Nº 2874 du vendredi 7 décembre 2012

Environnement

Les canettes, réutilisables à l’infini

S’il est bien un objet du quotidien qui est recyclable à 100%, c’est bien la canette de soda. Fabriquée en acier ou en aluminium, elle est aisément recyclable sans que le métal dont elle est constituée perde de ses propriétés intrinsèques, comme la malléabilité, la solidité, etc. Ceci, quel que soit le nombre de cycles de recyclage.
Pourtant, malgré la présence au Liban – encore timide certes – de points de collecte, notamment aux côtés des bouteilles en plastique, trop peu de canettes sont à ce jour récupérées. Dans la plupart des familles, on jette la canette vide dans une poubelle ordinaire.
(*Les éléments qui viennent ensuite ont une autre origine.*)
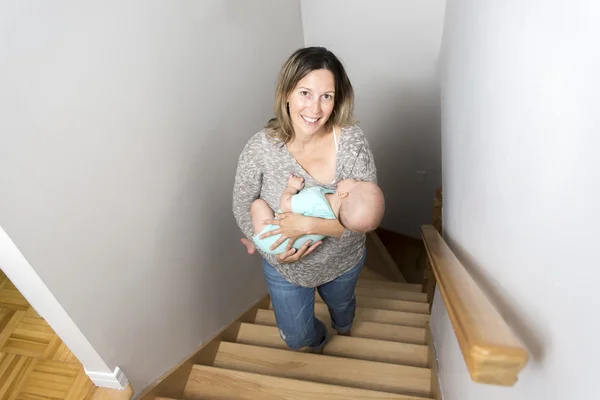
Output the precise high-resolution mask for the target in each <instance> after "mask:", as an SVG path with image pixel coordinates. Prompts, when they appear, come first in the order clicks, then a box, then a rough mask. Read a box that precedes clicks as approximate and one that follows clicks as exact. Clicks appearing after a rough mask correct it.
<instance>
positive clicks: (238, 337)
mask: <svg viewBox="0 0 600 400" xmlns="http://www.w3.org/2000/svg"><path fill="white" fill-rule="evenodd" d="M236 342H237V343H242V344H248V345H253V346H263V347H270V348H277V349H284V350H288V349H289V348H288V346H287V345H286V343H285V342H284V341H283V339H281V337H280V336H279V331H278V330H277V328H275V327H270V326H269V327H268V326H261V325H255V324H242V325H241V326H240V330H239V332H238V335H237V338H236ZM323 354H325V355H330V356H336V357H346V358H353V359H359V360H368V361H378V362H386V363H390V364H398V365H410V366H414V367H426V366H427V346H422V345H421V346H420V345H412V344H405V343H395V342H385V341H380V340H371V339H363V338H359V337H346V336H331V338H330V339H329V341H328V342H327V345H326V346H325V348H324V349H323Z"/></svg>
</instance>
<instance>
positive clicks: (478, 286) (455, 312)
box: [421, 225, 528, 386]
mask: <svg viewBox="0 0 600 400" xmlns="http://www.w3.org/2000/svg"><path fill="white" fill-rule="evenodd" d="M421 231H422V234H423V242H424V243H425V248H426V249H427V254H428V256H429V261H430V263H431V266H432V269H433V273H434V275H435V278H436V281H437V285H438V287H439V289H440V292H441V294H442V298H443V300H444V303H445V305H446V309H447V310H448V315H449V317H450V321H451V322H452V327H453V328H454V333H455V334H456V337H457V339H458V343H459V345H460V349H461V351H462V354H463V357H464V359H465V362H466V364H467V368H468V369H469V373H470V375H471V379H473V381H475V382H480V383H488V384H493V385H502V386H512V385H513V384H514V383H515V382H516V380H517V375H518V374H519V372H520V371H521V370H522V369H523V367H524V366H525V364H527V359H528V353H527V350H526V349H525V347H524V346H523V344H522V343H521V341H520V340H519V339H518V338H517V337H516V336H515V334H514V333H513V332H512V330H511V329H510V327H509V326H508V325H507V324H506V322H505V321H504V319H503V318H502V317H501V316H500V314H499V313H498V311H497V310H496V308H495V307H494V306H493V305H492V303H491V302H490V301H489V300H488V298H487V297H486V296H485V294H483V292H482V291H481V289H480V288H479V286H478V285H477V283H476V282H475V281H474V280H473V278H471V275H469V273H468V272H467V270H466V269H465V268H464V267H463V265H462V264H461V263H460V261H459V260H458V258H456V256H455V255H454V253H452V250H450V248H449V247H448V245H447V244H446V242H445V241H444V239H443V238H442V237H441V236H440V234H439V233H438V231H437V230H436V229H435V228H434V227H433V226H432V225H424V226H423V227H422V229H421Z"/></svg>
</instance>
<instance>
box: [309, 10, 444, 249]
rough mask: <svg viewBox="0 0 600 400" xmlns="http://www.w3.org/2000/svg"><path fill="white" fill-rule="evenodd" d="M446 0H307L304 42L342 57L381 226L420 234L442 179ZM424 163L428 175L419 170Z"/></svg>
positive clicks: (439, 185) (403, 231) (431, 208)
mask: <svg viewBox="0 0 600 400" xmlns="http://www.w3.org/2000/svg"><path fill="white" fill-rule="evenodd" d="M444 7H445V0H395V1H388V0H369V1H360V0H325V1H324V0H302V19H303V26H304V39H305V43H306V44H307V45H322V46H325V47H328V48H329V49H330V50H331V51H333V52H334V53H335V54H336V55H337V56H338V57H340V58H341V59H342V62H344V64H345V66H346V69H347V72H348V75H349V76H350V80H351V81H352V84H353V85H354V88H355V92H356V107H355V111H356V112H355V115H356V117H357V119H358V120H359V121H360V125H361V126H362V128H363V130H364V131H365V134H366V135H367V138H368V140H369V143H370V145H371V148H372V150H373V154H374V156H375V162H376V164H377V168H378V177H379V183H380V185H381V187H382V189H383V191H384V193H385V196H386V201H387V205H388V207H387V209H386V215H385V218H384V220H383V224H382V225H383V226H384V227H386V228H389V229H393V230H395V231H397V232H400V233H404V234H407V235H410V236H414V237H420V226H421V224H423V223H430V222H431V209H432V207H433V198H434V197H435V189H436V188H437V187H439V186H440V184H441V150H440V148H441V143H440V141H441V139H440V104H439V84H438V78H437V76H438V70H437V65H438V54H439V50H440V42H441V37H442V25H443V18H444ZM420 170H424V171H427V179H426V181H425V182H423V183H419V182H417V181H416V175H415V172H416V171H420Z"/></svg>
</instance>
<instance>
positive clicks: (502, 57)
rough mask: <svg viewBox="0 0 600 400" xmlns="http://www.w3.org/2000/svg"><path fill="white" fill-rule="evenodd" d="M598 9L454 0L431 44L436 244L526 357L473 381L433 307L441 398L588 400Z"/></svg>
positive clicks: (521, 0)
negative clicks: (445, 18)
mask: <svg viewBox="0 0 600 400" xmlns="http://www.w3.org/2000/svg"><path fill="white" fill-rule="evenodd" d="M599 19H600V4H599V3H598V2H595V1H584V0H573V1H566V0H562V1H559V0H556V1H542V0H505V1H501V2H499V1H494V0H456V1H453V2H449V4H448V9H447V16H446V21H445V32H444V40H443V50H442V59H443V74H442V121H443V123H442V138H443V142H442V149H443V174H444V223H445V228H444V230H445V234H446V237H447V239H448V241H449V243H450V245H451V246H452V248H453V249H454V250H455V251H456V252H457V254H458V255H459V257H460V258H461V259H462V260H463V261H464V262H465V264H466V265H467V266H468V267H469V269H470V270H471V271H472V273H473V276H475V277H476V278H477V279H479V280H480V281H481V282H482V286H483V288H484V289H485V292H486V293H487V294H489V296H490V298H491V299H492V300H493V301H495V302H496V303H497V304H498V306H499V309H500V310H501V311H502V313H503V314H504V316H505V318H506V320H507V321H508V322H509V323H510V324H511V325H512V326H513V327H514V328H515V332H516V333H517V334H518V335H519V336H520V337H521V338H522V339H523V340H524V341H525V342H526V344H527V345H528V347H529V350H530V351H531V353H532V359H531V361H530V363H529V365H528V366H527V367H526V369H525V371H524V372H523V373H522V374H521V376H520V379H519V382H517V384H516V385H515V387H513V388H510V389H505V388H498V387H492V386H486V385H478V384H474V383H472V382H471V381H470V380H469V379H468V376H467V372H466V369H465V367H464V361H463V359H462V356H461V355H460V351H459V348H458V345H457V343H456V339H455V337H454V334H453V332H452V330H451V328H450V325H449V322H448V319H447V316H446V315H445V310H444V309H443V303H441V301H440V299H439V298H437V299H436V301H435V306H434V312H433V316H432V329H433V332H434V339H435V343H436V347H437V348H438V356H439V359H440V367H441V373H440V375H441V380H442V387H443V392H444V399H445V400H471V399H473V400H481V399H485V400H504V399H509V398H510V399H511V400H531V399H545V400H554V399H555V400H565V399H569V400H571V399H572V400H578V399H597V398H600V385H599V383H598V378H597V373H598V368H597V365H598V357H599V355H600V341H599V340H598V338H599V337H600V319H598V307H600V291H599V290H598V281H599V280H600V270H599V269H598V266H599V263H598V255H597V251H598V247H599V245H598V238H599V235H598V226H600V206H599V204H600V203H599V201H598V200H599V199H600V179H599V177H598V173H599V172H600V157H599V156H598V149H599V148H600V135H599V134H598V127H599V126H600V113H599V112H598V107H599V105H600V90H599V89H600V74H599V71H600V41H599V40H598V38H599V37H600V26H599V25H598V24H597V21H598V20H599Z"/></svg>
Une canette qui finira ses jours dans la nature où elle mettra pas moins de 100 à 500 ans à se désagréger.
Un constat malheureux, puisque cet objet du quotidien offre de nombreux atouts. A titre d’exemple, le recyclage de l’acier contenu dans les canettes permet d’économiser 75% d’énergie par rapport à la production d’une canette identique avec des matériaux vierges. Un chiffre qui s’élève à 95% pour l’aluminium recyclé.
D’autant plus regrettable que le recyclage d’une tonne de canettes en aluminium équivaut à économiser l’énergie consommée par une famille de trois personnes sur un an. Une seule canette recyclée permet d’économiser l’énergie nécessaire pour faire fonctionner un ordinateur portable pendant quatre heures!
Car avec le recyclage de ce produit, on réalise des économies au niveau des matières premières, de l’énergie, de l’eau, ou encore du CO2.
A ceux qui s’interrogent sur le devenir des canettes recyclées, ils apprendront que 670 canettes en aluminium permettent de fabriquer un vélo, par exemple. Le matériau est aussi utilisé pour des pièces de voitures ou d’avions.
D’où l’intérêt de trier ses déchets, en mettant canettes mais aussi bouteilles en plastique dans les bons points de collecte. La nature vous dira merci.

 

Jenny Saleh
 


Chewing-gum écolo
Pourra-t-on bientôt mâcher écolo au Liban? C’est en tout cas ce que propose une entreprise britannique, Revolymer, par ailleurs spécialiste du polymère. Le chewing-gum Rev7, déjà lancé il y a quelques mois sur le marché nord-américain, aurait en effet l’avantage de se désagréger en moins de six mois. Une véritable avancée dans ce domaine, quand on voit sur le bitume ou sous les chaussures, les gommes classiques s’incruster pendant plus de cinq ans, avant de disparaître. A titre d’exemple, la seule ville de Londres a dépensé six millions d’euros pour se débarrasser des résidus.
Ce chewing-gum est composé d’un polymère synthétique non adhésif et non résistant à l’eau, associé à un autre polymère hydrophile. Cette dernière substance le rend facilement détachable des textiles et des sols. La gomme classique présente sur le marché est, elle, composée de polymère absorbant très peu d’eau mais très collant.
L’Europe vient de donner son feu vert à sa commercialisation.
Autre option, version bio, le Chicza, inventé par les Mexicains et composé de latex, qui a l’énorme avantage de se désagréger au bout d’un mois…

44 tonnes/habitant
Ce chiffre alarmant fait du Qatar le premier émetteur de gaz carbonique (CO2) par habitant, dans le monde. Triste record alors que l’émirat accueille la 18e conférence des Nations unies sur le climat. Toutefois, le Qatar pourrait décider de miser sur les énergies renouvelables, puisque l’émir aurait inscrit l’environnement parmi les quatre piliers de son plan stratégique de développement, vision 2030.

Les deux commandements de la semaine
Mes piles je ne jetterai pas dans une poubelle ordinaire.
Un panier ou un sac j’utiliserai pour faire mes courses, afin de ne pas utiliser de sacs en plastique.